La Generalitat ha decretado la suspensión de toda la actividad educativa, universitaria y deportiva prevista para este jueves en Cataluña ante el episodio de fuertes vientos. La consellera de Interior, Núria Parlon, también ha anunciado la cancelación de la actividad sanitaria no urgente y ha pedido a la ciudadanía que limite los desplazamientos y priorice el teletrabajo.

La medida estará vigente desde la medianoche del jueves hasta las 20.00 horas del mismo día. Además, Protección Civil enviará durante la tarde un mensaje de alerta a los teléfonos móviles (ES-Alert) para informar de las restricciones y recomendaciones. El Ejecutivo catalán volverá a reunirse a las 17.00 horas para evaluar la evolución del temporal y decidir si adopta nuevas acciones. No se descarta, según ha apuntado la portavoz Sílvia Paneque, la posible interrupción del servicio ferroviario en función del estado de las infraestructuras.

El Servei Meteorològic de Catalunya ha calificado el episodio como de alta intensidad y ha advertido de que afectará a todas las comarcas sin excepción, con dos momentos de mayor impacto: uno este jueves y otro previsto para el sábado. Las autoridades han activado avisos de peligro de nivel 5 y 6 ante la previsión de rachas superiores a los 90 y 100 km/h.

Hasta el momento, las rachas más intensas se han registrado en el Vallès Oriental, donde se ha concentrado la mayor violencia del temporal en Cataluña. En Puig Sesolles, en pleno Montseny, se ha alcanzado una ráfaga máxima de 139,7 km/h, la más elevada del episodio. También se han registrado valores destacados en Montserrat (114,5 km/h) y en Miami Platja, en el Baix Camp (107,3 km/h). En otras zonas del Vallès Oriental se han medido rachas cercanas a los 140 km/h, situando esta comarca como el epicentro del temporal.

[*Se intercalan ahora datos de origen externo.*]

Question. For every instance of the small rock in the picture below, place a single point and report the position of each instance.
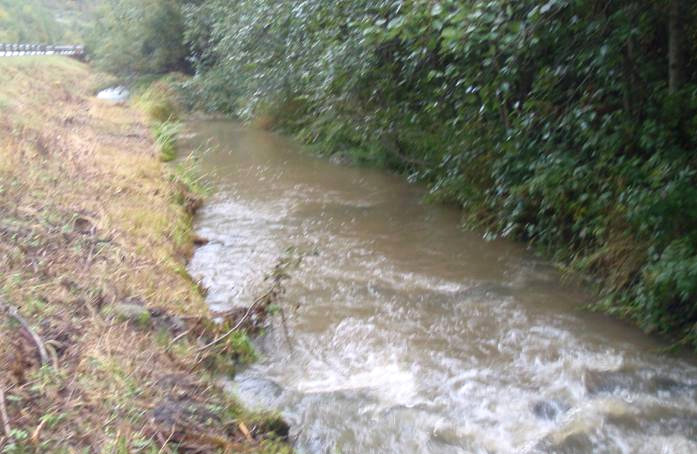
(131, 312)
(341, 159)
(549, 409)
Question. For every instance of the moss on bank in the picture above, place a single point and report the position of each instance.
(94, 235)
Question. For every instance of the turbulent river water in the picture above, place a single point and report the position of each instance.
(413, 336)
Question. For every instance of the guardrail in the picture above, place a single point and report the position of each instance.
(15, 50)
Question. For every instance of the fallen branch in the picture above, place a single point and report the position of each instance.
(174, 341)
(12, 312)
(238, 324)
(3, 413)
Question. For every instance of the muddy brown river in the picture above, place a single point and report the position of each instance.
(412, 335)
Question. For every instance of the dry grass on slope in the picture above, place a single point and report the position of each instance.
(94, 234)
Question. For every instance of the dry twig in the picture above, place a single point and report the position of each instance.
(12, 312)
(238, 324)
(3, 413)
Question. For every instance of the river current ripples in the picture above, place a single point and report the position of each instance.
(413, 336)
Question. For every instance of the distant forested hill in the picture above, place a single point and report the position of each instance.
(44, 21)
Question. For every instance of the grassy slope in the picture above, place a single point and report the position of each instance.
(89, 218)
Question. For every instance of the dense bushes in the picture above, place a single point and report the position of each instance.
(568, 123)
(136, 37)
(549, 121)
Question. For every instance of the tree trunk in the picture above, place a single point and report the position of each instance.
(675, 51)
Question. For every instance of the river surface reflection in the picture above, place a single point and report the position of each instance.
(412, 335)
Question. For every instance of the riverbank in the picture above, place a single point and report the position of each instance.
(101, 325)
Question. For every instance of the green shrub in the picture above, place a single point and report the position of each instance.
(166, 134)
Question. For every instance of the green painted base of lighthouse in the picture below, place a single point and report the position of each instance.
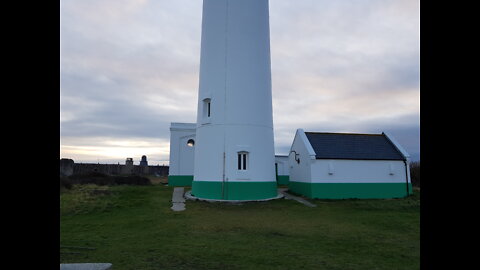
(240, 190)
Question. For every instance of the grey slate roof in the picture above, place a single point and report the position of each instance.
(353, 146)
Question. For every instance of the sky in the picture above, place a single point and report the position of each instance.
(128, 68)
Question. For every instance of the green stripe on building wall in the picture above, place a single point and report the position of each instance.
(217, 190)
(180, 180)
(350, 190)
(283, 179)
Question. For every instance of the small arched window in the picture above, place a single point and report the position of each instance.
(242, 160)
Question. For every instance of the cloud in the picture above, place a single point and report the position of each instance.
(129, 68)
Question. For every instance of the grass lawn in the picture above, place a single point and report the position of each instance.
(132, 227)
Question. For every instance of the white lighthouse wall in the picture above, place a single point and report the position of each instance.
(235, 80)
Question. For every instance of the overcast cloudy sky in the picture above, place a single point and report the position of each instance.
(130, 67)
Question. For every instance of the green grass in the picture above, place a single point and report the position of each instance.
(132, 227)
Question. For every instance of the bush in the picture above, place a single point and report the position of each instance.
(415, 173)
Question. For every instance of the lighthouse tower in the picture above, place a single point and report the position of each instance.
(234, 155)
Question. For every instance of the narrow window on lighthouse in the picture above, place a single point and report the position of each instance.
(242, 161)
(206, 107)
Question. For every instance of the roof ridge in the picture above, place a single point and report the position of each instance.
(345, 133)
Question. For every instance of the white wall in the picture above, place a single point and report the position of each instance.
(300, 172)
(358, 171)
(235, 76)
(181, 155)
(282, 165)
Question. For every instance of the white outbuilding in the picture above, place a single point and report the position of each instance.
(345, 165)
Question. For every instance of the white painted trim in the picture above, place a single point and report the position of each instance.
(397, 145)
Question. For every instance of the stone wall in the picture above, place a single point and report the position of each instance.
(68, 167)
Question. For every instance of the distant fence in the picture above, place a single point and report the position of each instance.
(69, 167)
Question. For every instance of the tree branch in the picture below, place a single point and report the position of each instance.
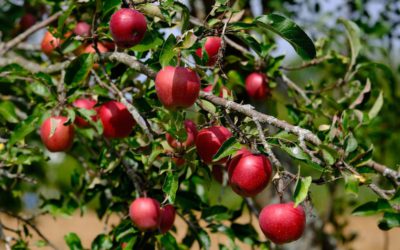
(18, 39)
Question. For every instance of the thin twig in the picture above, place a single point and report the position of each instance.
(267, 147)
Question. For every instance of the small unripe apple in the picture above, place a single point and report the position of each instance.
(127, 27)
(212, 46)
(116, 119)
(145, 213)
(257, 86)
(209, 140)
(56, 136)
(191, 132)
(82, 29)
(49, 43)
(167, 218)
(85, 103)
(177, 87)
(249, 174)
(282, 223)
(27, 21)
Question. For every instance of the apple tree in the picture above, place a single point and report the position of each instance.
(190, 109)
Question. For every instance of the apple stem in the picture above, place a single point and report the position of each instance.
(178, 64)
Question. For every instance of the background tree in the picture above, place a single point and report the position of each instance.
(321, 131)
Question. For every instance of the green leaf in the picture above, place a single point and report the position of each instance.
(215, 213)
(289, 31)
(295, 152)
(151, 40)
(228, 148)
(102, 242)
(168, 241)
(168, 53)
(372, 207)
(353, 35)
(171, 185)
(204, 239)
(73, 241)
(250, 41)
(351, 143)
(301, 190)
(7, 111)
(351, 184)
(109, 6)
(389, 221)
(23, 129)
(188, 39)
(185, 12)
(376, 107)
(78, 70)
(62, 19)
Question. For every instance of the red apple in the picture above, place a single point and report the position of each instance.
(191, 132)
(90, 48)
(82, 29)
(177, 87)
(257, 86)
(209, 140)
(223, 91)
(145, 213)
(282, 223)
(85, 103)
(127, 27)
(27, 21)
(55, 135)
(249, 174)
(49, 43)
(167, 218)
(212, 46)
(116, 119)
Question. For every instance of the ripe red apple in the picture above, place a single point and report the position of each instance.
(55, 135)
(191, 132)
(116, 119)
(145, 213)
(209, 140)
(282, 223)
(212, 45)
(127, 27)
(167, 218)
(90, 48)
(49, 43)
(177, 87)
(82, 29)
(249, 174)
(27, 21)
(85, 103)
(223, 91)
(257, 86)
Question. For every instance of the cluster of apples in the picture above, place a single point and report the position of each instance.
(178, 88)
(117, 122)
(50, 42)
(248, 175)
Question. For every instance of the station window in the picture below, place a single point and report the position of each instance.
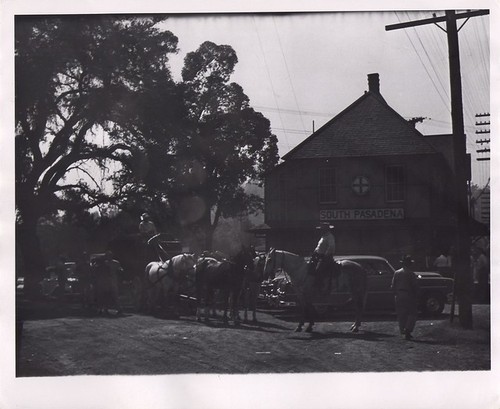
(327, 185)
(395, 183)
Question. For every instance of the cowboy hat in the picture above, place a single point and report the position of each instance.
(407, 260)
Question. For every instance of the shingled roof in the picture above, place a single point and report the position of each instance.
(368, 127)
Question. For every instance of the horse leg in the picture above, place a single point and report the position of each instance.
(225, 298)
(254, 295)
(246, 297)
(234, 307)
(360, 308)
(208, 301)
(309, 317)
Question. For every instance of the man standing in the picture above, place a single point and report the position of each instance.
(114, 269)
(405, 287)
(146, 227)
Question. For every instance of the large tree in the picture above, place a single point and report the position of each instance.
(78, 82)
(229, 144)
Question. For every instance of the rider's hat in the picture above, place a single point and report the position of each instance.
(407, 260)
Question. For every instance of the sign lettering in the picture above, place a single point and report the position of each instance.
(362, 214)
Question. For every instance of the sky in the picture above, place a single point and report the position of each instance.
(296, 69)
(302, 69)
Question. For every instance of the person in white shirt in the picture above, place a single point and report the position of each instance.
(442, 264)
(326, 244)
(146, 227)
(321, 260)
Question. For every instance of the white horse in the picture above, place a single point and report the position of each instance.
(165, 278)
(297, 269)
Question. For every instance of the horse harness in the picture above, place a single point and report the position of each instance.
(169, 272)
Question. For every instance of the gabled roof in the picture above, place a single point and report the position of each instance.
(368, 127)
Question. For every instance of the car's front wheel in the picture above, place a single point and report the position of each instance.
(432, 304)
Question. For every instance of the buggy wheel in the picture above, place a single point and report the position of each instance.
(433, 304)
(138, 296)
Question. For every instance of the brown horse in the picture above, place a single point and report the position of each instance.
(304, 283)
(227, 276)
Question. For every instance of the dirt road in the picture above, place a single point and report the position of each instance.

El teléfono de emergencias 112 ha gestionado alrededor de 600 llamadas relacionadas con unos 500 incidentes, en su mayoría por caída de árboles y otros elementos en la vía pública. Por el momento, no se han notificado heridos.

El Govern ha advertido de que, si el volumen de incidencias aumenta, la situación podría escalar de alerta a emergencia. El episodio recuerda al temporal de viento de 2014 que afectó gravemente al Vallès y dejó víctimas mortales y numerosos daños materiales tras registrarse rachas de hasta 150 km/h.